Sammlung des Monats August 2023: Die 46-Kapitelliste der Collectio Augustana

Bekanntlich waren Kapitularien im 8. und 9. Jahrhundert ein sehr offenes und flexibel handhabbares Genre der karolingischen Herrscher. Dies schlug sich auch in ihrer äußeren Gestalt nieder. Nur vereinzelt machte man sich am Hof Karls des Großen oder Ludwigs des Frommen offenbar die Mühe, ein Kapitular zumindest mit einigen formelhaften Elementen – etwa zu Datum, Ort und ausstellendem Herrscher – zu versehen; Elemente, wie sie etwa in königlichen Briefen oder Diplomen selbstverständlicher Standard waren (vgl. Mischke 2022). Dieser aus Sicht moderner Historiker (und Editoren) äußerst bedauerliche Mangel stellte in karolingischer Zeit natürlich zumeist kein Problem dar: Denn wenn ein neues Kapitular auf einer Reichsversammlung verkündet oder von Missi im Reich verbreitet wurde, wussten die Zeitgenossen selbstverständlich auch ohne ein solches Formular genau, wessen herrscherlicher Wille ihnen damit kundgetan wurde.
Doch änderte sich die Situation, sobald vorsichtige Amtsträger die im Laufe der Jahre angefallenen Kapitularien zu einer Sammlung verbinden wollten. Schließlich musste man stets gewärtig sein, auf eine Anfrage beim Herrscher wegen eines aktuellen lokalen Problemfalls die unwirsche Antwort zu erhalten, man solle gefälligst dem Kaiser nicht lästig werden und lieber in seinen alten Kapitularien nachsehen, was dazu bereits früher beschlossen worden war. Eine zumindest grob chronologisch geordnete Sammlung konnte also eine große Hilfe sein – aber wie schafften Sammler es, ihr Material in eine solche Ordnung zu bringen?
Als Beispiel soll die 46-Kapitelliste der Collectio Augustana dienen. Diese Sammlung ist in drei Handschriften erhalten, von denen der Codex München, BSB, Lat. 3853 als indirekte Vorlage der beiden anderen erkannt wurde (Hansen 1992), weshalb diese im Folgenden unberücksichtigt bleiben können. In der Liste ist Material aus 15 verschiedenen Quellen exzerpiert: aus 13 Kapitularien (von Pippin dem Jüngeren, Karl dem Großen und Ludwig dem Frommen), aus dem ersten Bischofskapitular Ghaerbalds von Lüttich sowie aus der Kapitulariensammlung des Ansegis. Die ausgewählten Kapitel sind zu einer durchgezählten Liste vereinigt, der eine Capitulatio mit vom Sammler selbständig formulierten Rubriken für jedes Kapitel vorangestellt ist. Diese Rubriken werden im Text aber mit zwei Ausnahmen (zu c. XXXI und XLI) nicht wiederholt. Von den 14 Vorlagenwechseln innerhalb der Liste werden immerhin neun durch mehr oder minder kurze Zwischenrubriken markiert, welche sich erneut teilweise nur in der Capitulatio und nicht im Text selbst finden. Fünf dieser neun Zwischenrubriken enthalten Datierungsangaben, wie sie für eine chronologische Materialanordnung grundsätzlich nötig wären:

Abb. 1: Datierungen zu BK 42, 52, 20a, 78 und 192 im Text und / oder der Capitulatio (= Cap.) in München, BSB, Lat. 3853, fol. 260r, 257r (Cap.), 261r, 257r (Cap.) und 257r (Cap.) sowie 262v (© BSB).

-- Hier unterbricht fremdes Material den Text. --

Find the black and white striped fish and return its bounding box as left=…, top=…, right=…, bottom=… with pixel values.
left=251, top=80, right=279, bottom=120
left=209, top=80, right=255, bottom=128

Doch bereits ein kurzer Blick macht klar, dass ein Sammler mit diesen Angaben nicht viel anfangen konnte: Nur die letzte Angabe (zu c. XLV) identifiziert den Herrscher, dessen Regierungsjahre hier gezählt sind, und erlaubt damit eine eindeutige zeitliche Fixierung. Für die übrigen Kapitel dagegen ist bei einer Liste, die Kapitularien von drei karolingischen Herrschern exzerpiert, mit einem bloßen „Anno XI“ nicht viel ausgesagt; das „elfte (Regierungs-) Jahr“ – aber von Pippin, Karl oder Ludwig? Tatsächlich ist die chronologische Anordnung innerhalb der Liste nach modernem Kenntnisstand zwar häufig leicht fehlerhaft, aber angesichts des nahezu völligen Mangels exakter Daten doch überraschend passabel. Was allerdings auffällt, ist die verdächtig glatt aufsteigende numerische Folge der Jahresangaben: Anno IV – VIII – XI – XIII – XVI. Hat der Sammler etwa nur auf diese Zahlen geachtet und die Frage nach der Identität des jeweiligen Ausstellers ignoriert?
Um dies zu klären, hilft ein Blick auf die Vorlagen des Sammlers der Collectio Augustana. Wie bereits Mordek feststellte, ist diese Sammlung nämlich nicht aus Einzelüberlieferungen von Kapitularien zusammengesetzt, sondern schöpft selbst aus einer anderen, größeren Kapitulariensammlung, der sogenannten Collectio Senonica (Mordek 1995, S. 289). Diese Sammlung, im Folgenden repräsentiert von der Handschrift Vatikan, BAV, Pal. Lat. 582, enthält einen größeren Kapitularienblock, auf den der Sammler der Collectio Augustana zurückgegriffen und dessen relative Anordnung der einzelnen Stücke zueinander er beibehalten hat. Deutlich wird dies besonders bei den individuellen Datierungsangaben: Alle fünf Fälle in der Collectio Augustana lassen sich direkt auf die Collectio Senonica zurückführen, wie die Gegenüberstellung zeigt:

Abb. 2: Datierungen zu BK 42, 52, 20a, 78 und 192 in Vatikan, BAV, Pal. Lat. 582, fol. 18v, 24r (2x), 29v, 31r und 75r (© BAV).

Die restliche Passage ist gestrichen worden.